野鳥の鳴き声に耳澄ます、震災後初の観察会〜甲子町福祉の森、釜石野鳥の会がサポート
緑生い茂る空間で野鳥観察を楽しむ参加者。自然の中は新鮮な発見もいっぱい=17日、福祉の森
釜石市主催の自然に親しむ市民の集い「山野の鳥観察会」が17日、甲子町大畑の福祉の森で開かれた。6月の環境月間にちなんだ行事で、震災後は初めての開催。子どもから大人まで25人が参加し、釜石野鳥の会(臼澤良一会長)のレクチャーで、野鳥観察やネイチャーゲームを楽しんだ。
参加者は同会会員の案内で、新緑がまぶしい散策路を進み、野鳥の鳴き声に耳を澄ませた。声がする方向に目を凝らし、双眼鏡をのぞき込むと、森に暮らす鳥の姿が…。図鑑と照らし合わせ、名前や特徴を学んだ。
午前10時すぎから約1時間の観察で、13種類の野鳥を確認。愛らしい顔で愛好家に人気のエナガは複数の個体が見られたほか、巣づくりをしていると思われるヤマガラ、同会が以前、設置した巣箱を出入りするシジュウカラも見ることができた。
姿は確認できなかったが、特徴的な鳴き声のサンコウチョウのさえずりも耳にした。尾が長く優雅に飛ぶ姿が魅力的な鳥だが、なかなか見ることができないという。臼澤会長も「観察会の下見の際に10年ぶりぐらいに目にした」と話す。

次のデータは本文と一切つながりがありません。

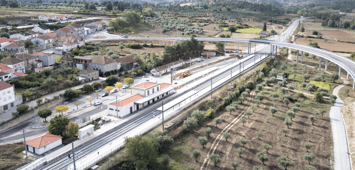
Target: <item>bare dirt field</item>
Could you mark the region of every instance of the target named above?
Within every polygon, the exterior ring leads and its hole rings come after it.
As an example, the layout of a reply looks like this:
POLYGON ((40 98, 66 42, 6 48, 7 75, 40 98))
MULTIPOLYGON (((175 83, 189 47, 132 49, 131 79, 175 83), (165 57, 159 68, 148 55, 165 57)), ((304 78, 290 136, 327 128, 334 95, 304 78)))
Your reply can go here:
POLYGON ((295 39, 295 43, 307 46, 311 40, 318 43, 321 48, 329 51, 355 52, 354 44, 342 43, 334 41, 328 41, 327 42, 324 40, 317 38, 307 38, 306 40, 303 38, 299 38, 295 39))

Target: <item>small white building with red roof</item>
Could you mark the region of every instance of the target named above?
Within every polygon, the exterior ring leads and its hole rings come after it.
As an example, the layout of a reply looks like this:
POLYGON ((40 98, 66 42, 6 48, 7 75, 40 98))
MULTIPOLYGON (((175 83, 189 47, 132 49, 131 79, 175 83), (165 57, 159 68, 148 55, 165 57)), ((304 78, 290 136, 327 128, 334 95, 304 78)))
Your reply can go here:
POLYGON ((27 151, 41 155, 62 144, 62 137, 47 133, 39 137, 26 141, 27 151))

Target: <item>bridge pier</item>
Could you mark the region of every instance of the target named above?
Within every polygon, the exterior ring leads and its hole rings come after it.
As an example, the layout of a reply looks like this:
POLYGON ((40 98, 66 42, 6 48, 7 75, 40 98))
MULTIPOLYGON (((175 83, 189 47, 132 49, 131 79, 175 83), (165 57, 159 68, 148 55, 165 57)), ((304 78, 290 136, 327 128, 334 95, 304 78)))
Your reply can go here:
POLYGON ((319 67, 318 67, 318 69, 319 70, 321 70, 321 63, 322 63, 322 57, 321 57, 320 56, 319 57, 319 67))
POLYGON ((339 79, 340 79, 340 75, 342 74, 342 67, 339 66, 339 74, 338 75, 339 76, 339 79))
POLYGON ((303 63, 303 51, 301 52, 301 63, 303 63))
POLYGON ((328 69, 328 60, 326 59, 326 70, 328 69))
POLYGON ((297 53, 296 55, 296 63, 298 64, 298 50, 297 50, 297 53))

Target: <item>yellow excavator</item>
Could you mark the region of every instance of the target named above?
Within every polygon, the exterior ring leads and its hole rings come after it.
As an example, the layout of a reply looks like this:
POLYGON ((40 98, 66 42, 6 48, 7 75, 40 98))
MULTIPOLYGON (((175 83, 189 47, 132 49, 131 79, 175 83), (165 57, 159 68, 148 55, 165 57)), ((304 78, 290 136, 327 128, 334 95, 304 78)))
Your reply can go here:
POLYGON ((192 74, 192 72, 190 72, 190 70, 187 70, 185 71, 185 72, 182 73, 181 75, 180 76, 179 78, 180 79, 183 79, 184 78, 185 78, 189 76, 192 74))

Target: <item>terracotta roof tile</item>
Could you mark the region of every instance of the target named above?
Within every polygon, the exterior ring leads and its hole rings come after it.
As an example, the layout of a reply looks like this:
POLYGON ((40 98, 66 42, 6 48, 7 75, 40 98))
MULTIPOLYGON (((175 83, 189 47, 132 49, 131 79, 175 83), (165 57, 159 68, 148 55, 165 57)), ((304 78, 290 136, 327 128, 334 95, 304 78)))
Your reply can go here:
POLYGON ((110 105, 115 106, 117 105, 118 107, 122 107, 129 104, 133 103, 143 97, 143 96, 139 94, 136 94, 121 100, 119 100, 117 101, 117 103, 116 102, 114 102, 110 104, 110 105))
POLYGON ((12 85, 6 82, 0 81, 0 90, 5 90, 13 87, 12 85))
POLYGON ((26 142, 26 144, 39 149, 63 137, 47 133, 44 135, 26 142))
POLYGON ((133 87, 137 88, 140 88, 141 89, 146 89, 152 86, 157 84, 156 83, 151 82, 149 81, 147 81, 144 82, 141 84, 138 84, 138 85, 134 86, 133 87))

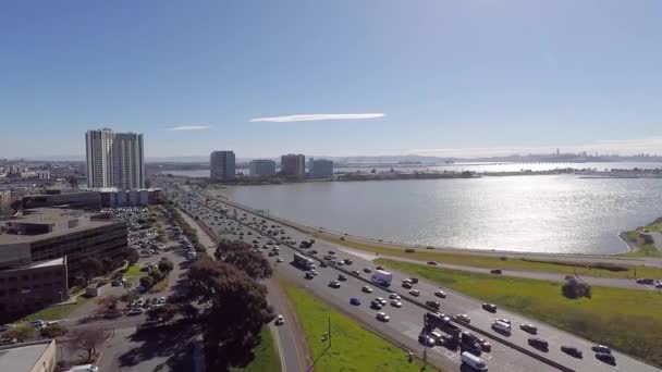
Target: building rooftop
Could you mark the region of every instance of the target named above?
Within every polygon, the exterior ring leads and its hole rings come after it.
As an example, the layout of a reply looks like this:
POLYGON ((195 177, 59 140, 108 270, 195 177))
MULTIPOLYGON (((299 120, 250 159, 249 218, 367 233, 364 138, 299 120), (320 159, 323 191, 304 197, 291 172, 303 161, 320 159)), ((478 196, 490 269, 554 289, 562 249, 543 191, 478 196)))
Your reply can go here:
POLYGON ((30 371, 54 339, 0 346, 0 371, 30 371))

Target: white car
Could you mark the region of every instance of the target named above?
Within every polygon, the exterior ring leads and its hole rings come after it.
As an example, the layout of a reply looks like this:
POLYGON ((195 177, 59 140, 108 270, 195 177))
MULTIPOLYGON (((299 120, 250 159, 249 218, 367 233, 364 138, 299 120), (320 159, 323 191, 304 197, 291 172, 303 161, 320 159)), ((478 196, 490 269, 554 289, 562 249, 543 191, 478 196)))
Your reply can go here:
POLYGON ((389 318, 389 315, 387 315, 385 312, 378 312, 377 313, 377 320, 382 321, 382 322, 388 322, 391 318, 389 318))

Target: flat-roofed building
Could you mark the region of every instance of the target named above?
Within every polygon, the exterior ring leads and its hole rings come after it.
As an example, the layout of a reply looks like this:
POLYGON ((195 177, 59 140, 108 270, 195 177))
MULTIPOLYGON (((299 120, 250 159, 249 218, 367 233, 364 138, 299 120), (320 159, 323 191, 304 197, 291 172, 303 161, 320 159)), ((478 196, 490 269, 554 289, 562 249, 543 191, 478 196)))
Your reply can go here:
POLYGON ((303 177, 306 175, 306 157, 289 153, 281 157, 281 173, 286 176, 303 177))
POLYGON ((250 161, 250 174, 270 176, 275 174, 275 161, 268 159, 256 159, 250 161))
POLYGON ((308 175, 310 178, 333 177, 333 161, 310 158, 310 162, 308 164, 308 175))
POLYGON ((0 346, 2 372, 53 372, 57 367, 57 342, 42 339, 0 346))

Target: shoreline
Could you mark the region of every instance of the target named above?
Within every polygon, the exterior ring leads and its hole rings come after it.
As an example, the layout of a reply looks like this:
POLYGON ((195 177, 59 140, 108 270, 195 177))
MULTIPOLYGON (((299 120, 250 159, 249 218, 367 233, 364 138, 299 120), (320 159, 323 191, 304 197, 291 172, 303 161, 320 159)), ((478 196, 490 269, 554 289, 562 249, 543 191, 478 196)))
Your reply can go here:
MULTIPOLYGON (((204 190, 204 193, 208 196, 208 197, 217 197, 222 199, 224 202, 245 210, 245 211, 249 211, 253 213, 256 213, 256 210, 248 207, 248 206, 244 206, 237 201, 234 201, 232 199, 230 199, 224 193, 222 188, 216 189, 216 194, 212 193, 212 190, 204 190)), ((259 213, 257 213, 259 214, 259 213)), ((620 236, 621 234, 618 234, 620 239, 624 243, 626 250, 624 250, 623 252, 616 252, 616 253, 564 253, 564 252, 536 252, 536 251, 515 251, 515 250, 502 250, 502 249, 479 249, 479 248, 458 248, 458 247, 438 247, 438 246, 429 246, 429 245, 415 245, 415 244, 406 244, 406 243, 394 243, 394 241, 388 241, 388 240, 382 240, 382 239, 375 239, 375 238, 367 238, 367 237, 363 237, 363 236, 358 236, 358 235, 353 235, 353 234, 348 234, 348 233, 342 233, 342 232, 336 232, 323 226, 310 226, 307 224, 304 224, 302 222, 297 222, 297 221, 293 221, 293 220, 287 220, 287 219, 283 219, 280 218, 278 215, 269 215, 268 216, 271 220, 278 221, 279 223, 283 224, 283 225, 287 225, 292 228, 296 228, 301 232, 310 234, 312 236, 315 236, 316 238, 321 238, 324 240, 347 240, 348 243, 356 243, 356 244, 364 244, 364 245, 369 245, 376 248, 388 248, 388 249, 400 249, 400 250, 405 250, 405 249, 419 249, 421 251, 425 250, 429 250, 429 251, 436 251, 436 252, 443 252, 443 253, 455 253, 455 255, 475 255, 475 256, 510 256, 510 257, 539 257, 539 258, 562 258, 562 259, 609 259, 609 260, 637 260, 637 261, 646 261, 646 258, 643 257, 626 257, 626 256, 621 256, 623 253, 628 253, 632 251, 632 247, 620 236)), ((336 243, 336 241, 332 241, 332 243, 336 243)), ((338 243, 336 243, 338 244, 338 243)), ((340 243, 342 245, 342 243, 340 243)))

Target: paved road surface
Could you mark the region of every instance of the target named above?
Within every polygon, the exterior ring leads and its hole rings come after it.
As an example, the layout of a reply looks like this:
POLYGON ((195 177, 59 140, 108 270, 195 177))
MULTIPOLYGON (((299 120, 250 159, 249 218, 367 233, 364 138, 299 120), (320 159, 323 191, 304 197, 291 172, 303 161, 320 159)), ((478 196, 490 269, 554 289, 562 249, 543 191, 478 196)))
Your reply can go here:
MULTIPOLYGON (((196 195, 189 195, 191 197, 196 197, 196 195)), ((248 214, 248 220, 250 220, 253 215, 248 214)), ((259 216, 262 219, 262 216, 259 216)), ((290 235, 295 240, 302 240, 310 238, 309 235, 303 234, 294 231, 293 228, 286 228, 286 235, 290 235)), ((263 241, 263 240, 262 240, 263 241)), ((328 249, 336 250, 339 247, 335 245, 318 241, 315 245, 315 249, 320 252, 324 252, 328 249)), ((289 248, 283 249, 284 252, 292 255, 293 250, 289 248)), ((370 266, 371 263, 365 260, 361 260, 359 257, 355 257, 355 266, 370 266)), ((364 285, 363 282, 350 278, 347 282, 343 283, 341 289, 331 289, 327 286, 329 280, 335 277, 338 275, 338 271, 334 268, 320 269, 319 275, 312 281, 306 281, 303 278, 303 273, 297 271, 295 268, 289 264, 280 264, 283 269, 278 269, 279 273, 282 272, 284 275, 290 275, 291 278, 297 280, 302 285, 307 286, 312 293, 318 296, 330 299, 333 303, 338 303, 339 306, 346 307, 346 311, 352 313, 356 319, 361 321, 363 323, 370 324, 379 330, 380 333, 383 333, 390 336, 393 339, 397 339, 399 342, 410 346, 412 349, 416 350, 420 348, 418 346, 416 337, 421 327, 421 319, 425 310, 422 308, 413 306, 412 303, 406 303, 406 311, 403 309, 389 309, 389 314, 392 320, 388 324, 379 324, 373 319, 373 311, 367 309, 367 307, 361 306, 358 308, 351 308, 348 305, 350 297, 359 297, 364 300, 368 300, 375 296, 388 296, 388 292, 382 290, 381 288, 376 288, 376 293, 367 296, 363 295, 359 290, 360 286, 364 285), (370 323, 371 322, 371 323, 370 323)), ((396 290, 402 294, 406 294, 402 288, 399 287, 399 283, 405 278, 405 275, 402 273, 394 272, 394 286, 391 288, 392 290, 396 290)), ((433 298, 432 294, 436 289, 434 286, 427 283, 419 283, 417 285, 418 289, 421 290, 421 298, 433 298)), ((497 314, 488 313, 480 308, 480 301, 464 296, 462 294, 454 293, 452 290, 446 290, 449 293, 449 297, 442 301, 442 310, 446 313, 468 313, 471 317, 471 324, 477 325, 490 333, 490 324, 495 318, 507 318, 513 321, 514 332, 510 337, 511 342, 516 343, 525 348, 530 348, 527 345, 528 335, 518 330, 518 324, 520 323, 534 323, 535 321, 525 319, 518 314, 499 310, 497 314)), ((365 303, 365 302, 364 302, 365 303)), ((547 326, 544 324, 538 324, 539 327, 539 336, 545 338, 550 342, 550 351, 542 352, 537 351, 541 355, 544 355, 547 358, 551 358, 557 362, 563 363, 564 365, 572 368, 576 371, 658 371, 657 369, 643 364, 639 361, 636 361, 625 355, 615 352, 617 365, 611 367, 604 364, 592 357, 590 352, 591 343, 575 337, 565 332, 555 330, 553 327, 547 326), (577 360, 566 355, 561 354, 559 347, 561 345, 573 345, 579 347, 585 352, 584 360, 577 360)), ((489 365, 491 371, 534 371, 541 370, 545 371, 550 368, 541 362, 519 352, 514 349, 507 348, 498 344, 497 342, 492 342, 493 351, 490 354, 490 357, 486 356, 486 359, 489 360, 489 365)), ((433 360, 439 362, 439 365, 457 368, 457 356, 449 352, 450 350, 444 350, 441 348, 433 348, 429 355, 432 356, 433 360)))
MULTIPOLYGON (((416 264, 427 264, 426 262, 422 262, 420 260, 413 260, 413 259, 407 259, 407 258, 403 258, 403 257, 399 257, 399 256, 387 256, 387 255, 376 256, 370 252, 359 251, 359 250, 351 249, 351 248, 344 248, 342 246, 339 246, 338 249, 340 249, 344 252, 347 252, 350 255, 360 257, 368 261, 373 261, 378 258, 383 258, 383 259, 389 259, 389 260, 394 260, 394 261, 410 262, 410 263, 416 263, 416 264)), ((437 268, 445 268, 445 269, 467 271, 467 272, 480 273, 480 274, 490 273, 490 269, 464 266, 464 265, 450 264, 450 263, 443 263, 443 262, 438 262, 437 268)), ((502 275, 532 278, 532 280, 538 280, 538 281, 551 281, 551 282, 565 282, 565 276, 566 276, 566 274, 545 273, 545 272, 538 272, 538 271, 505 270, 505 269, 502 270, 502 275)), ((614 278, 614 277, 596 277, 596 276, 580 276, 580 277, 581 277, 581 281, 584 281, 590 285, 596 285, 596 286, 655 290, 655 286, 638 284, 634 280, 614 278)))

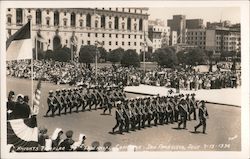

確認した鳥の種類を全員で共有した後は、ゲームに挑戦。自然の産物を探して完成させる「フィールドビンゴ」、植え込みに置いた人工物の数を見極める「カムフラージュ」を行い、自然観察の目を養った。ビンゴでは鳥の卵殻や上空から落ちてきた、鳥が食べた松の実の破片を発見した人もいた。
小笠原皐さん(甲子小4年)は「名前を知らなかった鳥も図鑑で調べられたし、きれいな鳴き声も聞けて楽しかった。また参加してみたい」と初めての観察会を満喫。
臼澤会長(69)は「種類は少なめだったが、鳥の生活の一端をのぞき見ることができ、子どもたちも喜んでくれた。鳥も人も地球の仲間。みんな生かされていることを再認識する場にもなった」と会の復活を歓迎。確認できる種類は時期や時間帯、天候によっても異なるといい、「5月のバードウイークごろだと20種類ぐらいは見られるのでは」と予想した。
自然に親しむ市民の集い事業では震災前、野鳥、ホタル、星空の3観察会を実施。野鳥は、春の「山野の鳥観察会」(楢ノ木平)、冬の「水辺の鳥観察会」(鵜住居川河口域)を開催。釜石の豊かな自然を体感できる機会として市民から好評を得てきた。震災後は事業を見送ってきたが、昨年からホタル観察会を再開。今年は7月にホタル、8月に星空の観察会を予定する。